The company’s speech synthesis and dubbing tools are as complementary as they are well-timed: both promise to bring audio and video to wider audiences and both come at a time when the audio space is booming. An early group of testers, among them YouTube creators, publishers and developers, already use the platform daily to voice videos, stories and characters, and the company expects the sphere of potential applications for generative speech will only expand. News publishers have already found that growing their audio presence is a great way of engaging and retaining subscribers. But contracting voice actors is expensive, as is having reporters read their stories. Book and newsletter authors, and even game developers, face similar challenges: the former increasingly turn to narrating their own work and the latter need to decide whether a particular character justifies recording costs. Those who use existing text-to-speech software save money but pay a different price by compromising on quality. ElevenLabs insists there is no longer a need to compromise as they prepare to equip creators and publishers with the most advanced and versatile AI storytelling tools.
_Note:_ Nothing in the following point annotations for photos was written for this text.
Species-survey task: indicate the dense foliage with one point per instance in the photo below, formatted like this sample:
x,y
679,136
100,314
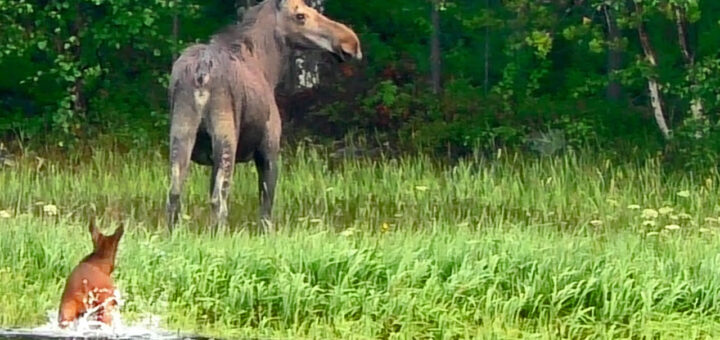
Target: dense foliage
x,y
539,75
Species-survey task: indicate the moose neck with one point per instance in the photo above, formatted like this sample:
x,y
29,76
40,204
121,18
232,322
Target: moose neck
x,y
267,48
“The platform we’re launching now is all about turning text into top-quality spoken audio. We want to let people enjoy their favorite book or newsletter by giving a voice to all the authors, creators and developers who couldn’t afford one” - says Mati Staniszewski, a co-founder. “Our ultimate goal is to let people enjoy any content they find relevant and interesting, regardless of what language they speak” - adds Piotr Dabkowski, also a co-founder.
At Credo Ventures we seek to work with smart and ambitious founders from the CEE region. We saw the hunger and spark in Mati’s and Piotr’s eyes at our very first meeting. A few months later they’re becoming an OpenAI-grade speech technology research hub overcoming the biggest challenges in artificial audio. Their synthesized voices are already indistinguishable from real ones and this breakthrough has not only massively lowered the barriers to generating content in unprecedented quality and fidelity, but soon enough it will also let creators radically expand their audiences by going multilingual. – says Maciek Gnutek, General Partner at Credo Ventures.
Despite being commonplace across entertainment & business alike, audio has been relatively neglected by recent advancements in research. We couldn't be more excited to be backing Mati & Piotr during this golden era for generative AI, and believe ElevenLabs are the team to bring this technology to the masses, one voice at a time - says Oliver Kicks, Principal at Concept Ventures.
ElevenLabs is a research company developing AI voice synthesis software for creators and publishers. The company’s tools render remarkably lifelike speech and can adjust intonation and inflections based either on context or user instruction. The company’s platform seeks to provide the necessary quality and versatility to become a one-stop-shop for voicing news, newsletters, books and videos. Key features include: text-based speech generation, voice cloning, voice design and, soon, project workflow for narration editing. ElevenLabs was founded in 2022 by Piotr, an ex-Google machine learning engineer, and Mati, an ex-Palantir deployment strategist. The company’s long-term goal is to make spoken content universally accessible in any language and voice.
Venture capital provided by Credo Ventures and Concept Ventures. Individual investors include Peter Czaban, Tytus Cytowski, Talfan Evans, Dr Fatima Godall, Tomasz Karwatka, Piotr Karwatka, Akhil Paul, Bartek Pucek, Marta Pyrzyk, Carles Reina, Parin Shah, Charlie Songhurst and Harry Songhurst.